The series counts among its executive producers actor-filmmaker Redford and Martin, of “Game of Thrones” book and TV fame. Viewers may recall a 2002 miniseries starring Leaphorn and Chee, produced by Redford. Martin is new to the mix but not to Hillerman’s work — both residents of New Mexico, they were part of a circle of writers who met regularly in Albuquerque.
The PBS series, “Skinwalkers: The Navajo Mysteries,” made before authenticity gained traction in Hollywood, was notable for its Native American cast and an Aboriginal director – Eyre, a member of the Cheyenne and Arapaho tribes, who shared the duties of direction.
But “Dark Winds” also has nearly all of the native writers, with one exception. Eyre (“Friday Night Lights,” “Smoke Signals”) directed the entire series, and creator and executive producer Graham Roland is Chickasaw.
The cast includes prominent native actors, including McClarnon (“Fargo”, “Longmire”); Kiowa Gordon (“The Twilight Saga” franchise) as Chee; Jessica Matten as Police Sergeant.
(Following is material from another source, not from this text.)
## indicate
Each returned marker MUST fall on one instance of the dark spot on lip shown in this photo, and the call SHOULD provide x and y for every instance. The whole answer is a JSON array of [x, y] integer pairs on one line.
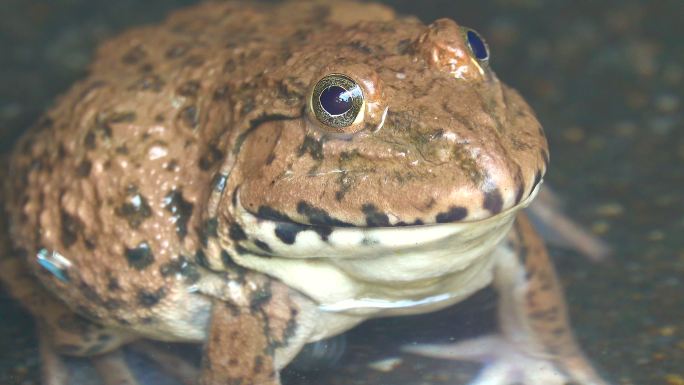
[[374, 217], [317, 216], [180, 209], [262, 245], [537, 179], [140, 257], [287, 232], [209, 230], [454, 214], [236, 233], [220, 182], [493, 201], [269, 213], [189, 89], [151, 298]]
Bernadette Manuelito and Deanna Allison as Leaphorn’s wife, Emma.
Their resumes and performances refute the industry’s longstanding complaints about the lack of experienced native actors.
“I’ve heard that excuse before,” Roland said. “What we discovered when we launched this cast is that the Indigenous talent pool is much deeper than even I thought… Everyone on the show is amazing.”
Roland (“Tom Clancy’s Jack Ryan,” “Fringe”) was tied to the proposed series in 2019, before the recent boomlet of native-inclusive shows including “Reservation Dogs” and “Rutherford Falls.”
“What was unique was the opportunity to tell a story in the Indigenous community without a white character bringing you into the community and to experience it through the white character’s perspective,” Roland said. Instead, the perspective is that of the native character “who grew up there, lived there and controls that environment”.
American television has been slow in the diversity game, but it’s a welcome addition, said Canadian-born Matten, who is Métis-Cree from Red River.
“Canada has been very, very generous in providing a platform for Indigenous storytellers for about a decade now. However, the kind of reach we have is very limited compared to what the United States can give,” she said. “Being a part of ‘Dark Winds’ means a lot because, finally, I can be a part of something that has that reach.”
For Gordon, the show is a chance to “shatter all those expectations and stereotypes that have always been attributed to us.” He said the release of the trailer alone has prompted blood pressure-boosting comments calling the show unreal because it eschews hackneyed Aboriginal depictions.
“We’re trying to portray these people (characters) like nothing we’ve seen before, so it’s a great opportunity,” the actor said.
The decision to leave the story in the 20th century proved to be the right one for Eyre and Roland.
“When you dig into the ground of the reserve itself…there are places that don’t have electricity today. There are communities that don’t have water, that don’t have cell service,” Eyre said. “It’s ironic that so much has changed, and so little.”